Bir yıl önce tesadüfen öğrenmiştim ikisininde yaşadığını...Yavuz komutanım ile albayın gizlice konuşmalarına denk gelmiş isimlerini duyunca kendime hakim olamayıp dinlemiştim...Şehitlikte babama ondan bahsetmem takip edildiğim içindi, ne olursa olsun bildiğimi belli edip görevini riske atmak istemediğimden...Onlarin yokluğunda çok zor zamanlar geçirmiştim zaten, birde hiç bir şey bilmiyor gibi yapmak zorunda kalmam daha zor olmuştu ama asker olmam azda olsa işimi kolaylaştırmıştı neyseki...Acımı, öfkemi, üzüntümü işime odaklanarak gizlemiş öfkemi karşıma çıkan itlere yönlendirmiştim...
Yani iyi yönünden bakarsak yalan söyledikleri için oluşan öfkem ile birçok it gebetmiştim...
Deli'nin hesabını sonra soracaktım.. Kuzgun,komutanlarımız neyse ama Deli'nin gizlemesi zoruma gitmişti..Kardeşimdi o benim, benim de ondan onlardan gizlediklerim vardı ama aynı şey değildi işte...
Doldurmam gereken dosyaları hızlıca doldurup komutana gidecek olan dosyaları komutanın pastasını çağırıp verdikten sonra soluğu dinlenme odasında almıştım.Tim ve Deli odada oturmuş gülümseyerek sohbet ederek çay içiyorlardı. Atmaca'nın gözlerinde belli olan bir kırgınlık vardı lakin kardeşimizin yaşadığını görmek mutlu etmişti onu,belliydi...

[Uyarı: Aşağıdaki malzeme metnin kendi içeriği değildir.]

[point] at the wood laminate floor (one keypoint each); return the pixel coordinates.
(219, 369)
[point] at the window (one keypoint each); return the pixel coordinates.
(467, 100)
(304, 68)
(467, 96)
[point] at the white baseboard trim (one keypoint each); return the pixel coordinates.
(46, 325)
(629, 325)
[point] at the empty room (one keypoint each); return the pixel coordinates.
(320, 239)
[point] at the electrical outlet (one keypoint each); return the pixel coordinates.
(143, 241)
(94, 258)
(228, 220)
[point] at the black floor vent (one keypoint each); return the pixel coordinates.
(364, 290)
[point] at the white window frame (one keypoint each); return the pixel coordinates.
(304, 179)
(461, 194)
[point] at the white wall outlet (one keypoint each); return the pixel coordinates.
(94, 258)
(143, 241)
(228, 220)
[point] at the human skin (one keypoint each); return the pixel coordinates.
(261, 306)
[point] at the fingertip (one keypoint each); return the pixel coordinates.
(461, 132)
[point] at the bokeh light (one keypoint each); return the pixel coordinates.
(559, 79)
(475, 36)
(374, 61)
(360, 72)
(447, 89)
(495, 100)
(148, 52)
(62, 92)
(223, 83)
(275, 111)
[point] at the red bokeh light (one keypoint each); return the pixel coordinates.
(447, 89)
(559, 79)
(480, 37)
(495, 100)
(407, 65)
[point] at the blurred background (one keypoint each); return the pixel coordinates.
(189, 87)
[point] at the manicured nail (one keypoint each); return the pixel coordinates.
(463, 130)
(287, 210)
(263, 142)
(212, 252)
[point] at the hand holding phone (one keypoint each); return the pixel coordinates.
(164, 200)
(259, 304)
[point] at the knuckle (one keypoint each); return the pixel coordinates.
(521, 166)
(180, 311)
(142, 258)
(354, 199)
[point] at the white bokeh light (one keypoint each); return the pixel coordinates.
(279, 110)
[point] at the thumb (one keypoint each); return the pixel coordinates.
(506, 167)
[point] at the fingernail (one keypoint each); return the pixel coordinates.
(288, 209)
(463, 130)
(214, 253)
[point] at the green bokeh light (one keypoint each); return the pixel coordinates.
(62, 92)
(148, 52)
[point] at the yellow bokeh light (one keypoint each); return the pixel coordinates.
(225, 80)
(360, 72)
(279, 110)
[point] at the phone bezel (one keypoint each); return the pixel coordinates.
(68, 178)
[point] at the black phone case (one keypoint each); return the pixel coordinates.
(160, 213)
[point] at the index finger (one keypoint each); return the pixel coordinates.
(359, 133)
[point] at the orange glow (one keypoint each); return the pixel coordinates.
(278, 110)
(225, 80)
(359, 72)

Selam verdiklerinde selamlarını alıp donuk bakan gözlerimi Deli'nin üzerinde gezdirip takip etmesini işaret edip çıktım odadan, arkamdan Deli ve Atmaca da çıkmıştı...
Sakin bir şekilde arka bahçeye çıkmış sigaramı yakmıştım..Ben sigaramı içerken Atmaca yanımda Deli karşımda merakla bekliyordu...
"Nedenini, nasılını sormayacağım zaten biliyorum...Her ne kadar benden gizlemiş olsanda anlıyorum seni..Geri dönmene sevindim kardeşim"diyip sarilmam ile derin bir nefes bırakmış sarılmama karşılık vermeye başlamıştı...
"Ulan biran korktum amk benide vuracaksın diye"
"Vururdum yaralı olmasaydın"
"Yuh nerden bildin kızım"diyip ayrılması ile kıvrılmıştı dudaklarım.
"Komutanın olduğumu unuttun sanırım...Gölge komutan boşuna demiyorlar bana..Şimdi git yarana baktır sonrada dinlen yorucu günler seni bekler aslan parçası"diyip bilerek yaralı omzuna vurmuş acıyla inlemesi ile gülümsemiştim...
"Hay eline"demesi ile gülümseyerek ayrıldım yanlarından...Arkamdan Atmaca'nın Deli'ye birkaç küfür edip sarılmasını duyuyordum...
İşlerimi halledip daha fazla duramayarak askeriyeden çıkıp arabama bindiğim gibi soluğu artık kendi evim gibi kullanıp hissettiğim evde almıştım.. Şehit olduklarını öğrendiğimden beri sevdiğim adamın evinde onun kokusu ile yaşıyordum...Hatta annesi ve kardeşi ile baya yakın olmuştuk geçen zamanda...
Saatlerdir sessizce birbirimize sarılmış oturuyorduk..Tekrardan kokusunu doyasıya içime çektim...Yıllar sonra nefes aldığımı hissediyordum...
"Seni öyle çok özledim ki Efulim"diyip saçlarımı öpmüştü...Gülümsedim..
"Bende seni özledim adamım..Bir yıl önce tesadüfen öğrendim yaşadığınızı..Nasıl mutlu oldum anlatamam..Bulmak istedim, buldumda takip ediyordu birkaç it.. Geri dönmemenizden anladım görevde olduğunuzu ama seni görmeden yapamadım.. Gördüm de o itlerin içindeydiniz, konuşuyordunuz.."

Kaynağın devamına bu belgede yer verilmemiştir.